Alexie Villegas Zotomayor
Chinatown, Saipan
There is a concern among certain people that a lot of the benefits of the Marianas Trench Marine National Monument will end up in Guam because the monument boundaries extend into some of the Federal waters close to Guam. The Bush Administration, through his Council of Environmental Quality Chairman James Connaughton, promised the CNMI that they would have a seat at the table (check), untold worldwide media attention (check), a visitors center, a research/enforcement boat, and federal jobs.

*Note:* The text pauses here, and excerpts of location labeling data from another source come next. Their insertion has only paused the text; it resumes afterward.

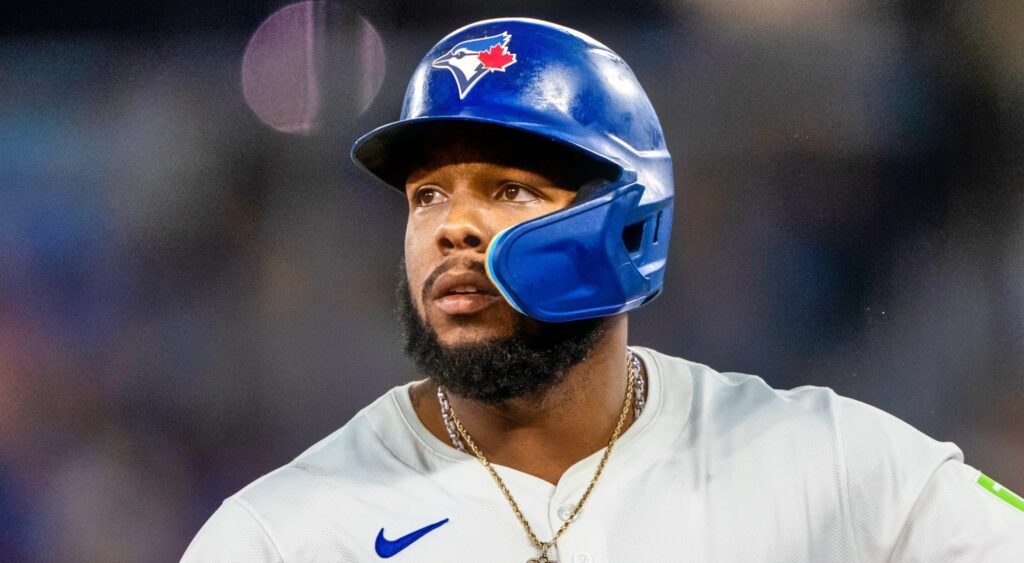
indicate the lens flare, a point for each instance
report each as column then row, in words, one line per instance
column 280, row 69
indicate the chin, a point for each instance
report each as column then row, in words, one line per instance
column 456, row 332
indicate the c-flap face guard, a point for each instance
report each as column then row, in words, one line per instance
column 579, row 262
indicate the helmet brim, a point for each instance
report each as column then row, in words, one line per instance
column 392, row 150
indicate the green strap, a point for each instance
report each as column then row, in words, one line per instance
column 1006, row 494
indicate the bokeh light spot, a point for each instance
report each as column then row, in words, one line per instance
column 280, row 70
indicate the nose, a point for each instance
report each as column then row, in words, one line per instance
column 463, row 227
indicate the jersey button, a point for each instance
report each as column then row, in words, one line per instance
column 565, row 511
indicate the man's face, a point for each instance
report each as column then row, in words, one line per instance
column 455, row 210
column 459, row 330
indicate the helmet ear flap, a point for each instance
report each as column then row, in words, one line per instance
column 588, row 189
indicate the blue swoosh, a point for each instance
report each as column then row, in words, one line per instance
column 387, row 548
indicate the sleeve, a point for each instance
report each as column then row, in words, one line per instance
column 231, row 534
column 912, row 499
column 963, row 515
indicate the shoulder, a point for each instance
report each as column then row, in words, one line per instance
column 732, row 404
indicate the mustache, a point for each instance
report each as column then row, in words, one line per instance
column 465, row 263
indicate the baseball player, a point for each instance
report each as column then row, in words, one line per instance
column 540, row 200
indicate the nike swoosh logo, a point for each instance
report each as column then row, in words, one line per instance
column 388, row 548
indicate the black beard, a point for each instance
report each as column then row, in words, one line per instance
column 534, row 359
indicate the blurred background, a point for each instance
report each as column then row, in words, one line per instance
column 196, row 284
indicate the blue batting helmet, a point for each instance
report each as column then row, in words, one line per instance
column 605, row 253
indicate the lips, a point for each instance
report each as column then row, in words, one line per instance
column 463, row 293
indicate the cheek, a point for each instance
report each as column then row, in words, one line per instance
column 416, row 261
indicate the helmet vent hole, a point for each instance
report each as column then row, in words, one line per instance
column 633, row 237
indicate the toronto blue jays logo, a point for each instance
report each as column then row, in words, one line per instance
column 475, row 58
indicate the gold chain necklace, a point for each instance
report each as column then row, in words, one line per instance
column 633, row 371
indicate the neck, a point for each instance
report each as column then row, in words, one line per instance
column 544, row 434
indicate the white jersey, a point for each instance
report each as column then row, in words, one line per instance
column 719, row 467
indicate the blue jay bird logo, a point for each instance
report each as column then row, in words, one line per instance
column 475, row 58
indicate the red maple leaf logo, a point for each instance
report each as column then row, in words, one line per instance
column 497, row 58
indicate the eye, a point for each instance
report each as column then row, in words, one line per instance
column 427, row 196
column 516, row 192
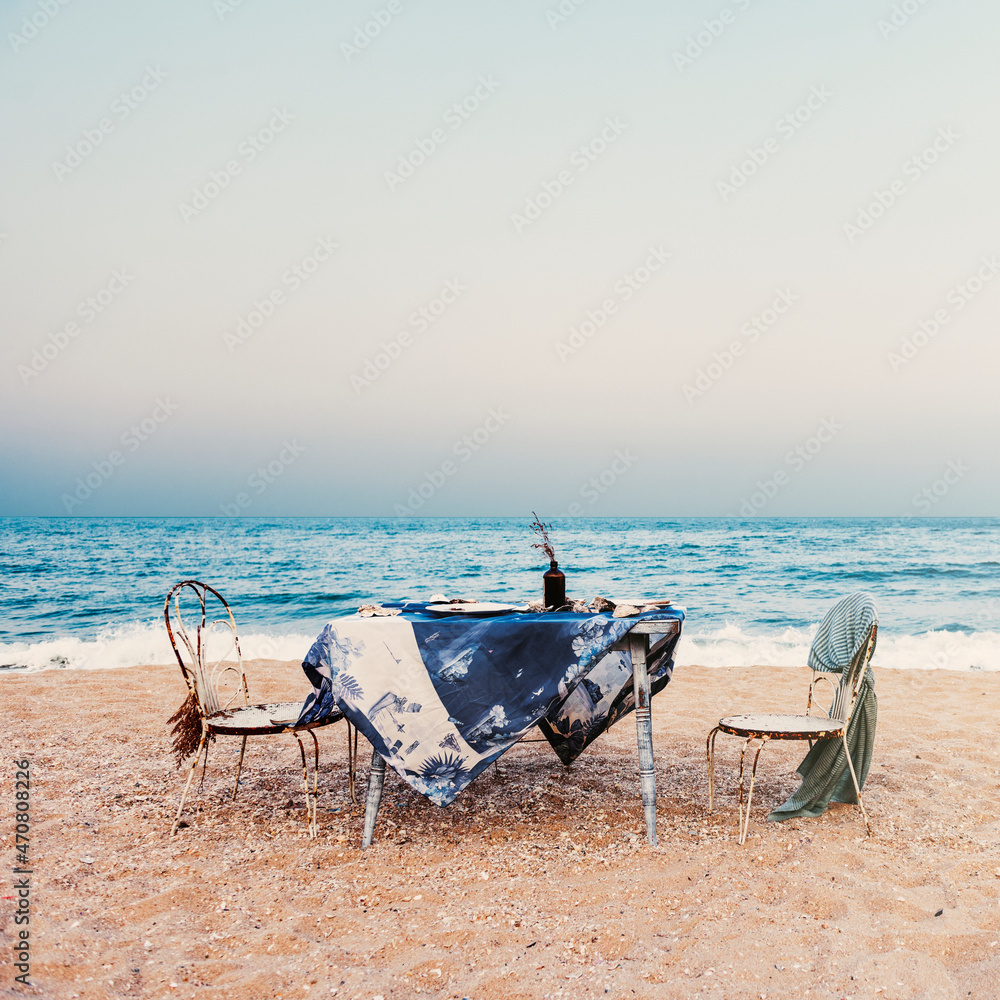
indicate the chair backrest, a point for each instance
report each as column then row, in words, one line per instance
column 844, row 644
column 203, row 642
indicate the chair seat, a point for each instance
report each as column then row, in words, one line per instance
column 782, row 727
column 264, row 720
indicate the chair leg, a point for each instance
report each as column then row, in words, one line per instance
column 375, row 782
column 305, row 782
column 239, row 767
column 753, row 775
column 351, row 756
column 742, row 756
column 187, row 784
column 857, row 790
column 204, row 767
column 710, row 754
column 312, row 733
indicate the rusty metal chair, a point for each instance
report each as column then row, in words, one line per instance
column 844, row 644
column 206, row 712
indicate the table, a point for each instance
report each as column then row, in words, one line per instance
column 441, row 697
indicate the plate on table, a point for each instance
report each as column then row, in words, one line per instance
column 481, row 608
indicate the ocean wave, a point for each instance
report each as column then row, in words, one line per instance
column 728, row 646
column 941, row 649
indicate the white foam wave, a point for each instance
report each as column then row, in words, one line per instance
column 131, row 645
column 730, row 646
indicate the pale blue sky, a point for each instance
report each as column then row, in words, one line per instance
column 909, row 434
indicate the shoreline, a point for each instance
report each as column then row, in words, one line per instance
column 537, row 879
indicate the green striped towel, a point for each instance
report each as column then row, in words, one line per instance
column 841, row 643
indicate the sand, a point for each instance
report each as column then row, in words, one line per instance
column 536, row 883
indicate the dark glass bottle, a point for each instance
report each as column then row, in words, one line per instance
column 554, row 582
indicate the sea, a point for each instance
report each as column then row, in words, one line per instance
column 86, row 593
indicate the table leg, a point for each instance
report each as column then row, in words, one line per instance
column 638, row 646
column 375, row 782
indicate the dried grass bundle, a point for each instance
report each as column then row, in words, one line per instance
column 542, row 530
column 187, row 729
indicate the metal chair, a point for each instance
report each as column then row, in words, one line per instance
column 847, row 634
column 204, row 715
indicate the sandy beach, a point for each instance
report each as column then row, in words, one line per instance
column 536, row 883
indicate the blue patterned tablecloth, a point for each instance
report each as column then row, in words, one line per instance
column 442, row 696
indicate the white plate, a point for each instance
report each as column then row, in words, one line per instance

The NOAA Sanctuaries people in Hawai'i know about these promises because during the campaign the Friends of the Monument sent them copies of every letter they wrote. Since we assumed that NOAA Sanctuaries would manage the monument, nobody took the time to do any work with anybody at US Fish & Wildlife Service, so they probably have no idea what conversations took place during the process to create the monument. The situation is also complicated by the fact that the key people we worked with in the Bush Administration have since been replaced by the Obama Administration. Some of the key players haven't even been replaced yet, either, like the Secretary of Commerce.

The Friends of the Monument consider themselves the "guardians" of the Marianas Trench and they are going to work hard to ensure that the benefits promised to the CNMI come to fruition.